Of the approximately 3,100 students in the district, 547 received guidance services in 2017-18 and 207 received individual counseling. Based on feedback from district staff, students in the district have a variety of needs surrounding family hardships, emotional dysregulation, anxiety, lack of empathy, eating disorders, grief and loss, and divorce. Suicide ideation can become a result of some of those needs.

During the workshops last year, it was revealed that school psychologists are seeing an increase in mental health diagnosis and medication as early as kindergarten and, in many cases, the school is providing the only type of counseling, mental health or social emotional service that children get.

Elizabeth Schlicher, guidance counselor at Solana Vista, spoke about the importance of having consistent guidance staffing at each school site.

“In my opinion an effective school counseling program is more than just having counseling services available, it needs to be much more than someone bouncing from site to site seeing students for 30 minutes. While this might work with older students, our younger population needs daily, potentially unscheduled interactions with our counselors,” Schlicher said.

Schlicher said when counselors are on campus full time they are able to form relationships with the entire school population not just those needing services which helps decrease the stigma of going to see the counselor.

“Eliminating this stigma at a young age, for a lack of a better phrase, is a big deal,” said Schlicher, who added that she makes herself a well-known, friendly and trusted face on campus through not just running counseling sessions but lunch clubs, student council and greeting families in the morning. “I fear that this would go away if counselors are split between sites.”

Susanna Romero-Reiss, a guidance assistant at Solana Highlands School, said that through forming relationships at school, she has seen students advocate for themselves, reaching out when they need help.

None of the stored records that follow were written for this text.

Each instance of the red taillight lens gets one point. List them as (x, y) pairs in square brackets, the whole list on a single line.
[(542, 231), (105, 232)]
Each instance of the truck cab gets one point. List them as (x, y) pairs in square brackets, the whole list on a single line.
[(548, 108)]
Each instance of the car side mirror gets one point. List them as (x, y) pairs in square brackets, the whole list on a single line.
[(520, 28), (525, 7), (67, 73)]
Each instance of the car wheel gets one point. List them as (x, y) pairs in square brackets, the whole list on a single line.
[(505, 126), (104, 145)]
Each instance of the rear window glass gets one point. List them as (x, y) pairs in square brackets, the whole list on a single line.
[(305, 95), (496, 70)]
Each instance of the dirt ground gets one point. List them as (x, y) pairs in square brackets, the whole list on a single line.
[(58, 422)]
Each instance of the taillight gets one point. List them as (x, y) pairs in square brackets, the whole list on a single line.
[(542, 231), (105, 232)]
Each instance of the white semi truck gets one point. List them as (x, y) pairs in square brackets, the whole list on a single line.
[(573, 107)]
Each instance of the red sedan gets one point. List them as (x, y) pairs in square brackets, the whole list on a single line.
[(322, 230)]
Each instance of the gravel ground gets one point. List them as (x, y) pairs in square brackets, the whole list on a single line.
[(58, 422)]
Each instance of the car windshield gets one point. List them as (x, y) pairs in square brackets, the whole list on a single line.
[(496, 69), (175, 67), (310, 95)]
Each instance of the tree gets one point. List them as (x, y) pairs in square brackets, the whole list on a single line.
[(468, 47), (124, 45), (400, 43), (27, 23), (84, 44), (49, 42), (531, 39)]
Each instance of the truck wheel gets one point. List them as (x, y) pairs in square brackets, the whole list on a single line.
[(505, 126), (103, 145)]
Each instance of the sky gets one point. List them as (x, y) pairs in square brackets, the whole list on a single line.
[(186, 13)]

“I love my job. Helping students with social emotional learning is so rewarding,” Romero-Reiss said. “After seven years in this position, I’ve seen the power of connection and relationships and I know how long that can take to build. I believe our students both need and deserve social emotional support on a full-time basis.”

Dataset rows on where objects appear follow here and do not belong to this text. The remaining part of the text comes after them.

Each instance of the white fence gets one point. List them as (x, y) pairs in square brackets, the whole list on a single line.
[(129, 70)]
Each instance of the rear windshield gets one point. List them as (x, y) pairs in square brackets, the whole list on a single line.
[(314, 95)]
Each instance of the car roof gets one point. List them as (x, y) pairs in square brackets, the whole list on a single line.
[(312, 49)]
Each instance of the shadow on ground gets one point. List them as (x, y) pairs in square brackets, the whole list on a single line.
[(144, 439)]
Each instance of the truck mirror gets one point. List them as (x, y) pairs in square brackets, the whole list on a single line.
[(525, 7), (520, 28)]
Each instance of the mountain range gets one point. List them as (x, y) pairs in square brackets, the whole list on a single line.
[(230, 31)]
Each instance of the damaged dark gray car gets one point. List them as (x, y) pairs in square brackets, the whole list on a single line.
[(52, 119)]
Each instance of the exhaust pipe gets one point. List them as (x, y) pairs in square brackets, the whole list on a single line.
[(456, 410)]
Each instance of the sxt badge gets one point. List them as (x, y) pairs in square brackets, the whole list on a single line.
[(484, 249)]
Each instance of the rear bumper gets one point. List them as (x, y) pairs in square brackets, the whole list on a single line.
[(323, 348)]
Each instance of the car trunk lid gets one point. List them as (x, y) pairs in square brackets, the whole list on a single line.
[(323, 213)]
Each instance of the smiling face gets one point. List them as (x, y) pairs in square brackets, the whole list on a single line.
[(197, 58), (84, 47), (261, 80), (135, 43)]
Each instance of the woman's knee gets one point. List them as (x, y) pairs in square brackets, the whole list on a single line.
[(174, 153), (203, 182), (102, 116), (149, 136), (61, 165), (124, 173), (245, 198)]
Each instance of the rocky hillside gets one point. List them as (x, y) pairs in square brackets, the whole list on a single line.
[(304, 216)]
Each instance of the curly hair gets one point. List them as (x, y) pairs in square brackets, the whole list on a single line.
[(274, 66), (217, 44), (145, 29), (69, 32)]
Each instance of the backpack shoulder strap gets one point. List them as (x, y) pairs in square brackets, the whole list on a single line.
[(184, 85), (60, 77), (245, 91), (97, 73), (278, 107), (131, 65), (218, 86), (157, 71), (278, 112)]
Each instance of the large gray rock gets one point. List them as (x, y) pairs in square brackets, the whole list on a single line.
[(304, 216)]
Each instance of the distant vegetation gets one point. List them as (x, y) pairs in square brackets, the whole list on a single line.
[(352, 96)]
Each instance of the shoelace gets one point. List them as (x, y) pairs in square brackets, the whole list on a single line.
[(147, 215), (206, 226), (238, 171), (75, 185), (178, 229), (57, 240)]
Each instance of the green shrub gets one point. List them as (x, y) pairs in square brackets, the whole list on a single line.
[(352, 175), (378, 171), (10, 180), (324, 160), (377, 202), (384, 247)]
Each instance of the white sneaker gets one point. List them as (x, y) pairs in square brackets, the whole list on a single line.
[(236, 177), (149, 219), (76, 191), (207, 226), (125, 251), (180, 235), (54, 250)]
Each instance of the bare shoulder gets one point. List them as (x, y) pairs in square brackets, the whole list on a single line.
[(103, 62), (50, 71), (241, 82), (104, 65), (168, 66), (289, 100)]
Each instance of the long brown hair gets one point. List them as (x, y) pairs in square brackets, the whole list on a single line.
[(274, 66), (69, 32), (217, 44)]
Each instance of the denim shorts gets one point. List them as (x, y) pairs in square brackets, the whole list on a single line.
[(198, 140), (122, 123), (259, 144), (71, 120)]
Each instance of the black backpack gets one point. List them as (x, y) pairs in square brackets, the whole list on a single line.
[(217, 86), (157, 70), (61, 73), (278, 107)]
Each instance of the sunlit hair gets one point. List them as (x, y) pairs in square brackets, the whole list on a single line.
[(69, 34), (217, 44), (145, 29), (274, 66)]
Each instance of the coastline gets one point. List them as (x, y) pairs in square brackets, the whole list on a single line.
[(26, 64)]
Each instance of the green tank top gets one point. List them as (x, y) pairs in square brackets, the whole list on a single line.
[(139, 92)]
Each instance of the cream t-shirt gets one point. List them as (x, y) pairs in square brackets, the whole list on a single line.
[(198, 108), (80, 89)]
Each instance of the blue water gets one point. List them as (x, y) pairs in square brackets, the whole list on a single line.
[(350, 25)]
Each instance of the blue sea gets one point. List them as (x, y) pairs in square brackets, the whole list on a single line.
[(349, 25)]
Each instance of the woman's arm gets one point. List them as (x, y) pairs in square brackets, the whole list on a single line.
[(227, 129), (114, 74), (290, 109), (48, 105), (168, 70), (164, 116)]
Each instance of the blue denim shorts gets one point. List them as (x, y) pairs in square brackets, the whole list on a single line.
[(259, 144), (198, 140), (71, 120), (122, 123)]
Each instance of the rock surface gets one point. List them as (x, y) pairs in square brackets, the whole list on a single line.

Schade said when the district makes staff allocations she would like to see a school counselor at every site and if the school has a larger enrollment, they might need more than one.

“I have been able to witness what the staff is doing with these kids and I’ve seen what a full-time counselor can do at a site in a very short period of time. I’m hoping that’s the direction we’re moving,” Schade said. “It can’t be a financial decision, it has to be a decision that puts the kids first. And I think any other decision that doesn’t staff appropriately at these sites is doing a disservice to these kids.

The mental health challenges that these kids are facing and the lives that they’re living, if we don’t do it when they’re in our hands at K-6, we’re missing the boat.”